Inference-Time Computational Optimization for Reasoning Models: A Comparative Study of SFT and GRPO Fine-Tuning Strategies

This study focuses on the impact of different inference-time computational strategies (majority voting, Best-of-N, PRM-guided beam search, budget enforcement) on reasoning accuracy under a fixed inference computational budget, and compares the effect differences between two fine-tuning methods: SFT and GRPO. The core question is: Does the optimal inference-time strategy depend on the fine-tuning method? The study reveals the interaction effect between fine-tuning methods and inference-time strategies, providing references for the design of efficient reasoning systems.

Research Background and Core Questions

In recent years, large language models have shown improved performance in reasoning tasks (mathematics, code, logic), but the inference cost has increased dramatically. How to maximize accuracy within a limited computational budget has become a key challenge for deployment.

Inference-time computational strategies improve accuracy at a low additional cost by generating and filtering multiple candidate answers during the inference phase.

Core questions: Which inference-time strategy achieves the highest accuracy under a fixed budget? Does the choice of optimal strategy depend on the fine-tuning method (SFT vs GRPO)?

Overview of Inference-Time Computational Strategies

Four mainstream strategies are evaluated:

1. Majority Voting

A simple integration strategy: generate multiple independent answers and select the one with the highest frequency. Advantages: easy to implement without additional models; Disadvantages: poor performance when the correct answer does not account for the majority.

2. Best-of-N with PRM

Generate N candidates and select the one with the highest score using a Process Reward Model (PRM). PRM evaluates the rationality of the reasoning process, making it more reliable for complex tasks.

3. PRM-Guided Beam Search

Maintain a candidate beam at each step, use PRM to guide the search direction, and prioritize exploring promising paths. It uses the budget more effectively than independent sampling but is complex to implement.

4. Budget Enforcement

Dynamically adjust the generation length/thinking depth to control computational consumption, balancing efficiency and quality.

Comparison of SFT and GRPO Fine-Tuning Paradigms

Supervised Fine-Tuning (SFT)

A mainstream method that learns task patterns through supervised learning on high-quality annotated data.
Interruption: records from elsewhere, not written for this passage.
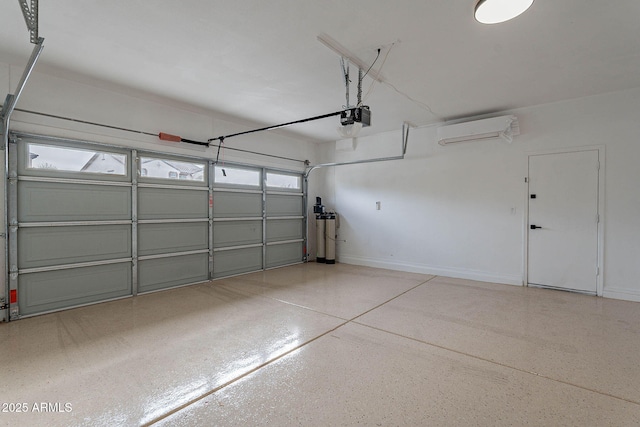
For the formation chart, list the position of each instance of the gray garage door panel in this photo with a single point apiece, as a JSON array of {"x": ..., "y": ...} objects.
[
  {"x": 54, "y": 290},
  {"x": 288, "y": 253},
  {"x": 284, "y": 229},
  {"x": 156, "y": 239},
  {"x": 50, "y": 201},
  {"x": 47, "y": 246},
  {"x": 236, "y": 233},
  {"x": 160, "y": 273},
  {"x": 164, "y": 203},
  {"x": 238, "y": 261},
  {"x": 236, "y": 205},
  {"x": 282, "y": 205}
]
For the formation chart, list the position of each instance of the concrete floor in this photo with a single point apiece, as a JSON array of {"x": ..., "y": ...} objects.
[{"x": 318, "y": 344}]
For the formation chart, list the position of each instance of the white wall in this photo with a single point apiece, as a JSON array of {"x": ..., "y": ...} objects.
[{"x": 459, "y": 210}]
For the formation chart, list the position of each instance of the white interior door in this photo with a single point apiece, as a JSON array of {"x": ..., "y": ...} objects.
[{"x": 563, "y": 220}]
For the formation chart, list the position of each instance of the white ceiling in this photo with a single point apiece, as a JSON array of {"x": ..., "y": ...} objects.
[{"x": 261, "y": 61}]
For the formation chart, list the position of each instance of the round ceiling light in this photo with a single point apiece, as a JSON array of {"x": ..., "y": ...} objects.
[{"x": 496, "y": 11}]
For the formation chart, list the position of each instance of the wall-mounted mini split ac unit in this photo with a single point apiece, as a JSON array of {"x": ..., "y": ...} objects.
[{"x": 505, "y": 127}]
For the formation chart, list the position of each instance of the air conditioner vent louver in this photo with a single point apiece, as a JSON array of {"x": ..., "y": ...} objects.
[{"x": 505, "y": 127}]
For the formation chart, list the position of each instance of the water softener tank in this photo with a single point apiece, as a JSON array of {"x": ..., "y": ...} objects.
[
  {"x": 320, "y": 238},
  {"x": 330, "y": 238}
]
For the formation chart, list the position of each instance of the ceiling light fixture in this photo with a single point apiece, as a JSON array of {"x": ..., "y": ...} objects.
[{"x": 496, "y": 11}]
Advantages: stable training, fast convergence, directly learning expert thinking; Disadvantages: limited generalization ability (out-of-distribution problems).

GRPO Fine-Tuning

Based on reinforcement learning, it optimizes strategies to maximize rewards. It does not directly learn fixed patterns but explores diverse problem-solving strategies; Challenges: unstable training, reward hacking.

Research Findings and Insights

Core finding: There is a significant interaction effect between fine-tuning methods and inference-time strategies.
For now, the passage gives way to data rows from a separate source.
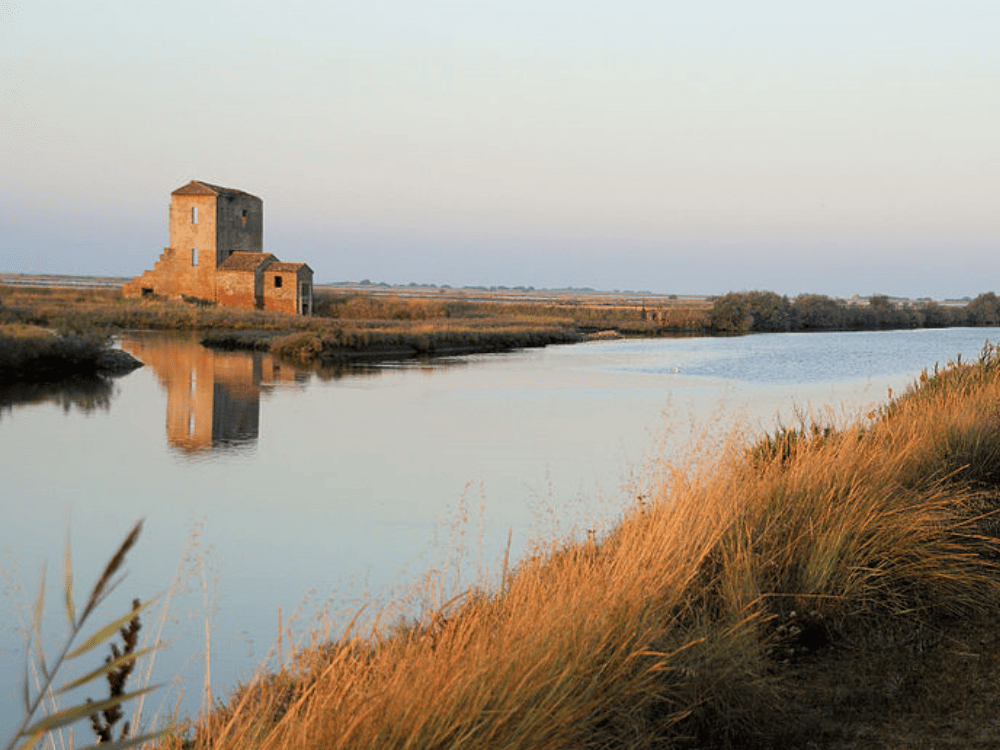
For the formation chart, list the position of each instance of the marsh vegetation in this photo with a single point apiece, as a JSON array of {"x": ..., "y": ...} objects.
[{"x": 791, "y": 589}]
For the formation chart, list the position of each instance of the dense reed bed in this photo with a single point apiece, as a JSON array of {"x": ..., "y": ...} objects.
[
  {"x": 354, "y": 326},
  {"x": 689, "y": 622},
  {"x": 34, "y": 355}
]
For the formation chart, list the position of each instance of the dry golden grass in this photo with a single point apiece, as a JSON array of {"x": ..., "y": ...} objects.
[{"x": 677, "y": 626}]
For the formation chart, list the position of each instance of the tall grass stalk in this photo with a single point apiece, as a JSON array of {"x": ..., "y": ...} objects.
[
  {"x": 34, "y": 727},
  {"x": 673, "y": 627}
]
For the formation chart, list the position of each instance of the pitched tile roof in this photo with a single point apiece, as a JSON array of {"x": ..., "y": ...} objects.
[
  {"x": 240, "y": 261},
  {"x": 283, "y": 267},
  {"x": 197, "y": 187}
]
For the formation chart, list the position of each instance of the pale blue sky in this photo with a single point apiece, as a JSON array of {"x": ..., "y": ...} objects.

• For SFT models: Majority voting can achieve considerable accuracy improvement (consistent answer patterns).
• For GRPO models: Complex PRM-guided strategies are better (high answer diversity requires fine-grained filtering).

Impact of budget size: Simple strategies have high cost-effectiveness when the budget is small; complex search strategies can better utilize resource value when the budget is large.
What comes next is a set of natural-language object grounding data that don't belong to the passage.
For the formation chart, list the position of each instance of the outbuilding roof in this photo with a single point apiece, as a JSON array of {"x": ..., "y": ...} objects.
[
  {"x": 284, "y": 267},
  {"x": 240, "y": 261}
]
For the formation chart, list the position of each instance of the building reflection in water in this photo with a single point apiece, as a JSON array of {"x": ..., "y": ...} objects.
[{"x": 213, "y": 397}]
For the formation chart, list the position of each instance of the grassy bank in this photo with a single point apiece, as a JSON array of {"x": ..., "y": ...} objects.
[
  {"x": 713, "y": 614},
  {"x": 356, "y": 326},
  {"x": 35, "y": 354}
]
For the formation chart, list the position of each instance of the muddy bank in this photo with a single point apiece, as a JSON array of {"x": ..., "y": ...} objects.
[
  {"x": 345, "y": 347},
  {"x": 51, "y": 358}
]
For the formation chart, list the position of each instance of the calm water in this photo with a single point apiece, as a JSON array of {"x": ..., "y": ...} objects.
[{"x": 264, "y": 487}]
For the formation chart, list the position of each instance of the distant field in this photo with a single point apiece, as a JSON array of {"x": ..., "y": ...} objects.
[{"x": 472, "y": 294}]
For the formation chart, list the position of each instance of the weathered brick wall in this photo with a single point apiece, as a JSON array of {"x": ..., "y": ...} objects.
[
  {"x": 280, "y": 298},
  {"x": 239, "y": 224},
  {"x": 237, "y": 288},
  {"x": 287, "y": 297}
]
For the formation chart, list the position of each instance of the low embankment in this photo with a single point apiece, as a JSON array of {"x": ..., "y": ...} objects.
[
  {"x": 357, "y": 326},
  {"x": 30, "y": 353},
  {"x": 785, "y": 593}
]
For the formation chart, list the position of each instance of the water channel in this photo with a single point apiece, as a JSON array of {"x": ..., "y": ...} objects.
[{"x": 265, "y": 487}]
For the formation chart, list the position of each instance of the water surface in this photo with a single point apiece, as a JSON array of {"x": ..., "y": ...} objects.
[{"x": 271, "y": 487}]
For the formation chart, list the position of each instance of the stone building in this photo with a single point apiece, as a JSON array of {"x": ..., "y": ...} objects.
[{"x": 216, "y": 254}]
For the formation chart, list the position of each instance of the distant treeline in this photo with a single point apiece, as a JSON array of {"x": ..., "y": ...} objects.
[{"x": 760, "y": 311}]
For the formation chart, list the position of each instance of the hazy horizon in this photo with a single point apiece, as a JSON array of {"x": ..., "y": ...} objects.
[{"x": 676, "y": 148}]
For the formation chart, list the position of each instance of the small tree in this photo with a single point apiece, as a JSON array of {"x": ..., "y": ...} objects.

Practical Application Significance

It provides direct guidance for the deployment of large reasoning models:

• Developers need to select inference strategies based on the model training method, rather than considering the strategy in isolation.
• Resource-constrained scenarios: Find the strategy that achieves the maximum accuracy improvement with the minimum computational overhead.
• Extreme performance scenarios: Understand the upper limits and boundaries of strategies to design efficient reasoning systems.

Future Research Directions

• Design adaptive inference-time strategies: dynamically adjust computational allocation based on problem difficulty.
• Build hybrid reasoning frameworks: combine the advantages of multiple strategies.
• Adapt to model capability improvements: evolve inference-time strategies to match new model characteristics.

Conclusion

Against the backdrop of enhanced reasoning capabilities of large language models, efficient utilization of computational resources is a key issue. This study provides empirical evidence and decision-making references for efficient reasoning systems by systematically comparing the combined effects of inference-time strategies and fine-tuning methods. We look forward to the emergence of more intelligent and efficient reasoning paradigms.